The Real Minimum Wage and the Real Fed Funds Rate

I was reading PGL’s post about Mankiw’s latest whatever-it-is-one-calls-that-thing-that-Mankiw-does, and I had a thought. I’m kind of sick right now, so I don’t know if the thought only makes sense to me because I’m sick, or if there’s something to it.

So… fully prepared to be very embarrassed when my mind is back at work, here’s my thought….

Two of the basic inputs into production are capital and labor. There is a price floor on labor – its the minimum wage. But there is also a price floor on capital – its the fed funds rate. Just as few workers work at the minimum wage, most capital gets paid more than the fed funds rate, or at least the “real” fed funds rate, which would be the fed funds rate less the rate of inflation.

One difference between the minimum wage and the fed funds rate is that while the latter is sometimes raised, it is also sometimes lowered. Except that it isn’t a real difference… the real minimum wage, adjusted for inflation, is also lowered sometimes… in fact, it is usually being decreased. Simply keeping the minimum wage constant, as it has been kept for years now, lowers the real minimum wage.

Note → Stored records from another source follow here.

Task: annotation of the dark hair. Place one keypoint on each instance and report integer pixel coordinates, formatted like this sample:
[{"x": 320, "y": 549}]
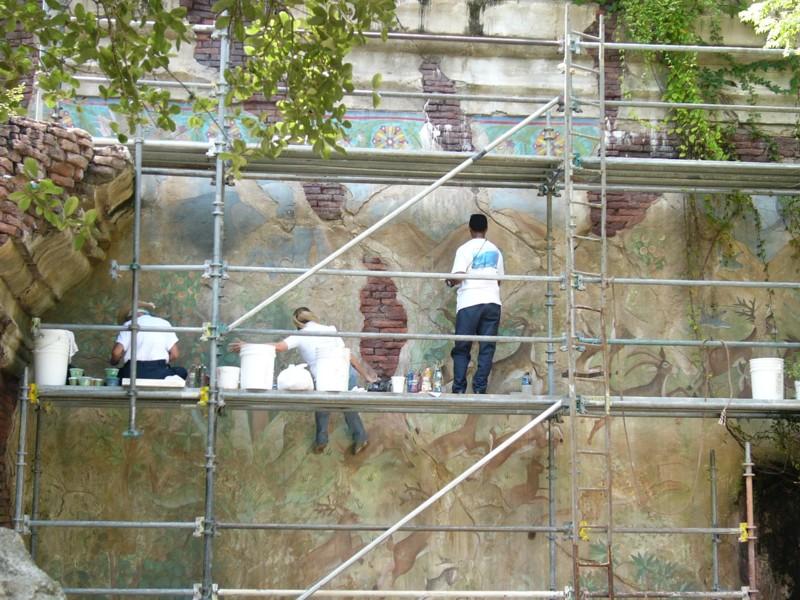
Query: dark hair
[
  {"x": 478, "y": 222},
  {"x": 303, "y": 315}
]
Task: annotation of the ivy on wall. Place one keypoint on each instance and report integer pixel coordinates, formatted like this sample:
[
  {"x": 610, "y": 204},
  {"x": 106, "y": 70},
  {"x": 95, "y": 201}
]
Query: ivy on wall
[{"x": 700, "y": 133}]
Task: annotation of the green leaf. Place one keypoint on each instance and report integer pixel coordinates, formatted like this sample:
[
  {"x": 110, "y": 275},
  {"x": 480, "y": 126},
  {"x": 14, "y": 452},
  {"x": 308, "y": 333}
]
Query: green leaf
[
  {"x": 71, "y": 205},
  {"x": 30, "y": 168}
]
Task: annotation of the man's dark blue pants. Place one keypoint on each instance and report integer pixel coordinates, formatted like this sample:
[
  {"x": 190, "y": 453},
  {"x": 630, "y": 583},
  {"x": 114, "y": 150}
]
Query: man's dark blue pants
[{"x": 480, "y": 319}]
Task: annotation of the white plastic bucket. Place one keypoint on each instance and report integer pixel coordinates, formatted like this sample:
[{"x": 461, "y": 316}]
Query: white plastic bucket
[
  {"x": 766, "y": 378},
  {"x": 51, "y": 356},
  {"x": 228, "y": 378},
  {"x": 333, "y": 369},
  {"x": 258, "y": 366},
  {"x": 398, "y": 384}
]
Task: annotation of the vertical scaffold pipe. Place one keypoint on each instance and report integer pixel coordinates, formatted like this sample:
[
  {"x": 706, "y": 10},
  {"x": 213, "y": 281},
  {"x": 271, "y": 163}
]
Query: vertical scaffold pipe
[
  {"x": 397, "y": 211},
  {"x": 132, "y": 432},
  {"x": 37, "y": 478},
  {"x": 714, "y": 523},
  {"x": 550, "y": 353},
  {"x": 209, "y": 528},
  {"x": 569, "y": 268},
  {"x": 752, "y": 580},
  {"x": 19, "y": 497}
]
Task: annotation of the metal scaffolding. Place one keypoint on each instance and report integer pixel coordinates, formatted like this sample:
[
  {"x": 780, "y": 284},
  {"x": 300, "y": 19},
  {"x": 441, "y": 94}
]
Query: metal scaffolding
[{"x": 555, "y": 176}]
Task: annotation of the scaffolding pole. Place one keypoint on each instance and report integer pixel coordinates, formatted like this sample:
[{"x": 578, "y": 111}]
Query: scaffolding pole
[
  {"x": 132, "y": 432},
  {"x": 434, "y": 498},
  {"x": 19, "y": 497},
  {"x": 216, "y": 274},
  {"x": 37, "y": 476},
  {"x": 388, "y": 218},
  {"x": 569, "y": 297},
  {"x": 715, "y": 539}
]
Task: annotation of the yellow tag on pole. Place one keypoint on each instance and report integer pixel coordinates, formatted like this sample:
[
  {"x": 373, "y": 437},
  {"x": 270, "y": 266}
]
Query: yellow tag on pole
[
  {"x": 33, "y": 394},
  {"x": 583, "y": 532},
  {"x": 744, "y": 534},
  {"x": 203, "y": 396}
]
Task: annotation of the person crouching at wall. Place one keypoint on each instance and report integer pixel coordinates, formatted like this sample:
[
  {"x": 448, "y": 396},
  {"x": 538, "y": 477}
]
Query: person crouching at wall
[
  {"x": 305, "y": 320},
  {"x": 156, "y": 351}
]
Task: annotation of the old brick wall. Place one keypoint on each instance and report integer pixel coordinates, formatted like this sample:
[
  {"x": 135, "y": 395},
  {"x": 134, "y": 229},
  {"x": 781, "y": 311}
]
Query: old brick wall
[
  {"x": 626, "y": 209},
  {"x": 326, "y": 199},
  {"x": 446, "y": 116},
  {"x": 37, "y": 263},
  {"x": 383, "y": 313}
]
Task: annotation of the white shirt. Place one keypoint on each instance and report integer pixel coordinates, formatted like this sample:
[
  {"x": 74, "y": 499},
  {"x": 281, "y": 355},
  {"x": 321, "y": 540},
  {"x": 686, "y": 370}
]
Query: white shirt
[
  {"x": 150, "y": 345},
  {"x": 308, "y": 344},
  {"x": 482, "y": 257}
]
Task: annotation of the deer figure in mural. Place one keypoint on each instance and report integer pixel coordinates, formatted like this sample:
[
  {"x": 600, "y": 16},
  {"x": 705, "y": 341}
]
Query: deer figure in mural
[
  {"x": 656, "y": 387},
  {"x": 719, "y": 360}
]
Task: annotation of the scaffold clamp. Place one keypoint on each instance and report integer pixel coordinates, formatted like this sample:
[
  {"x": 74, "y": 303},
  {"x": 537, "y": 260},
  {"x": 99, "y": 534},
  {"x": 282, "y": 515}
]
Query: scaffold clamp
[
  {"x": 583, "y": 531},
  {"x": 33, "y": 394},
  {"x": 744, "y": 532},
  {"x": 203, "y": 400},
  {"x": 114, "y": 271},
  {"x": 199, "y": 526}
]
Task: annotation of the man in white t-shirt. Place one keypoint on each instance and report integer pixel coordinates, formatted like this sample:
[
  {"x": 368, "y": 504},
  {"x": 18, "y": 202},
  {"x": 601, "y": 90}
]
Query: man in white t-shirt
[
  {"x": 477, "y": 304},
  {"x": 155, "y": 350}
]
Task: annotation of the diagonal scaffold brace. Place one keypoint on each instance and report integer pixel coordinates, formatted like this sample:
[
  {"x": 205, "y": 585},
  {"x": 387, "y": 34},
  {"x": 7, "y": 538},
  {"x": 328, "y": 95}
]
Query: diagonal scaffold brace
[
  {"x": 552, "y": 410},
  {"x": 397, "y": 211}
]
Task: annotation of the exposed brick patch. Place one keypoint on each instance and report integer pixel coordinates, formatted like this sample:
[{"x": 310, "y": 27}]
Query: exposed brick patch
[
  {"x": 446, "y": 116},
  {"x": 9, "y": 388},
  {"x": 753, "y": 149},
  {"x": 626, "y": 209},
  {"x": 383, "y": 313},
  {"x": 62, "y": 154},
  {"x": 326, "y": 199}
]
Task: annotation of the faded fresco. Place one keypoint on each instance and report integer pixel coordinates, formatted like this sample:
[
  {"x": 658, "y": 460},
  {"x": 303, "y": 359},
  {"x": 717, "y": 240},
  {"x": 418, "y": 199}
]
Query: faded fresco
[{"x": 266, "y": 471}]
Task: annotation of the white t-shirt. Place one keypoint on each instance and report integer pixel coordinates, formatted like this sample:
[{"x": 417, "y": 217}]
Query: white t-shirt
[
  {"x": 150, "y": 345},
  {"x": 482, "y": 257},
  {"x": 308, "y": 344}
]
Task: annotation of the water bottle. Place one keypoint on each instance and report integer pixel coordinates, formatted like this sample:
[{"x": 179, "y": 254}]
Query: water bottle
[
  {"x": 437, "y": 379},
  {"x": 425, "y": 380},
  {"x": 527, "y": 383}
]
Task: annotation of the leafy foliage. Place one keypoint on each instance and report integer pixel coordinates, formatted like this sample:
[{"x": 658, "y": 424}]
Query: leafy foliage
[
  {"x": 778, "y": 19},
  {"x": 49, "y": 202},
  {"x": 299, "y": 44}
]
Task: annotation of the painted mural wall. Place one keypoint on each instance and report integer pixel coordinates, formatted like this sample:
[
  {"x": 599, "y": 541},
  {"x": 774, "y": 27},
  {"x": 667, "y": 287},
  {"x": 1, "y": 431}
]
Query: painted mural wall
[{"x": 266, "y": 470}]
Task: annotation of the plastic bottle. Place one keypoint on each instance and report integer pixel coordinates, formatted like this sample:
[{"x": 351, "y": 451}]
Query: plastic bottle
[
  {"x": 425, "y": 384},
  {"x": 437, "y": 379},
  {"x": 527, "y": 383}
]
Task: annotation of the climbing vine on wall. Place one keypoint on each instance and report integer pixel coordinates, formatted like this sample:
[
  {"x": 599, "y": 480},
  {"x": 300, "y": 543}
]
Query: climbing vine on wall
[{"x": 702, "y": 134}]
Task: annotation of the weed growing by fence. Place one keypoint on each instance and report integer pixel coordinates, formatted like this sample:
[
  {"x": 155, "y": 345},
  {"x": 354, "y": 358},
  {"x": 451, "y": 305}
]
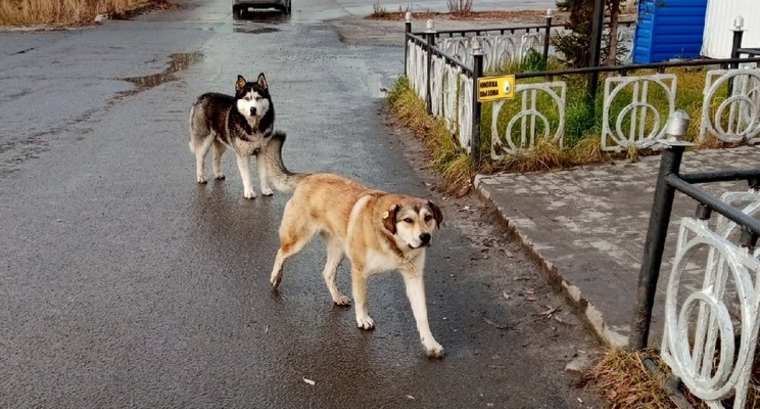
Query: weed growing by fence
[
  {"x": 27, "y": 12},
  {"x": 448, "y": 159}
]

Now, raising the cost of capital can decrease the amount of capital that gets used, slowing down the economy. (It doesn’t always… sometimes even raising the price floor doesn’t bring it to the market clearing level.) Lowering the cost of capital can increase the amount of capital that gets used (again, with the caveat above the market clearing price), which can overheat the economy.

So what are the differences between the real Fed Funds rate and the real minimum wage? From what I can tell, they are these:
1. The nominal wage is sticky downward, so decreases in the real minimum wage are bounded by the rate of inflation. The real Fed Funds rate can be decreased more quickly.
2. The folks who have political power in this country control capital, not labor. Capital is more valuable, regardless of the cost of capital itself, when labor is cheap.
3. I imagine Mankiw would have a conniption if anyone ever advocated a slow constant deterioration in the real fed funds rate.

Anyway, that’s about all the brain is producing right now. So tell me what’s wrong with what I just wrote.

Update. Corrected typo pointed out by Laurent GUERBY.